I live in Belgium, a country where 3 million people are paying for 8 million others. Those 8 million include kids, people without a job and people in retirement or who got sick. And we should help them. But it also includes 1.3 million government employees (hundreds of thousands more than The Netherlands where they got 6 million more citizens), people who aren't really sick, people who aren't willing to work, people who retired at an age way below the average European retirement age.

So they want the system to continue even though it's unsustainable. When asked, they aren't going to vote against a system they are taking advantage of.

2 comments

This is the fundamental problem with communist/socialist style systems where the government is supposed to take care of everyone: Productive work is no longer incentivized enough to support the society, and rollback is politically impossible, so they keep right on following an unsustainable course until there's a complete collapse.

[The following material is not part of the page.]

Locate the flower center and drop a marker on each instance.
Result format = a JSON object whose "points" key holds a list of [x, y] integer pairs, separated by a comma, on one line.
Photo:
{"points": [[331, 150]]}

Unfortunately, people who are in favor of things like universal healthcare, minimum income, etc., fail to appreciate that good intentions don't always lead to good outcomes. (I'm speaking about typical HN readers who support these things who won't personally immediately be getting a piece of the pie.)

As you say, the fact that people will vote for things that are in their self-interest at the expense of the society as a whole is a problem with democracy. In the US this has traditionally been avoided by a strong sense of patriotism / nationalism and an ideology of individual responsibility, but these barriers are eroding with cultural changes, increases in minorities with different values, a dysfunctional education system, and various economic disruptions.

To simplify: When 51% of the people discover that they can vote themselves the wealth of the other 49%, they will.